TEHRAN, Iran (AP) - One of the 15 British service members held captive in Iran appeared Friday on the government's Arabic-language TV and apologized for entering Iranian waters "without permission."

British Prime Minister Tony Blair, whose government has insisted that its navy personnel were captured in Iraqi waters, immediately denounced the broadcast and said it would only lead to further isolation for Iran. The standoff has added to tensions over Iran's nuclear ambitions and over allegations that Iran is arming Shiite Muslim militias in Iraq.

"I don't know why the Iranian regime keeps doing this, all it does it heightens people's sense of disgust. Captured personel being paraded and manipulated in this way, it doesn't fool anyone," he said in a brief statement. "And what the Iranians have to realize is that if they continue in this way they will face continued isolation."

In the video Friday, Royal Marine rifleman Nathan Thomas Summers was shown sitting with another male serviceman and the female British sailor Faye Turney against a pink floral curtain.

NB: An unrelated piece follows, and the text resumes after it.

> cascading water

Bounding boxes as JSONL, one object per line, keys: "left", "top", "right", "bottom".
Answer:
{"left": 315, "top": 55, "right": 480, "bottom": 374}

Both men wore camouflage fatigues with a label saying "Royal Navy" on their chests and a small British flag stitched to their left sleeves. Turney wore a blue jumpsuit and a black headscarf.

"Again I deeply apologize for entering your waters," Summers said in the clip broadcast on Al-Alam television. "We trespassed without permission."

British Foreign Secretary Margaret Beckett, who also denounced the broadcast as "appalling," said a letter from Iran on the detention of the 15 sailors and marines had done nothing to bring the standoff to a close.

The TV showed pictures of the light British naval boats at the time of the sailors' seizure. The helicopter flying in the background was British, the Al-Alam newscaster said.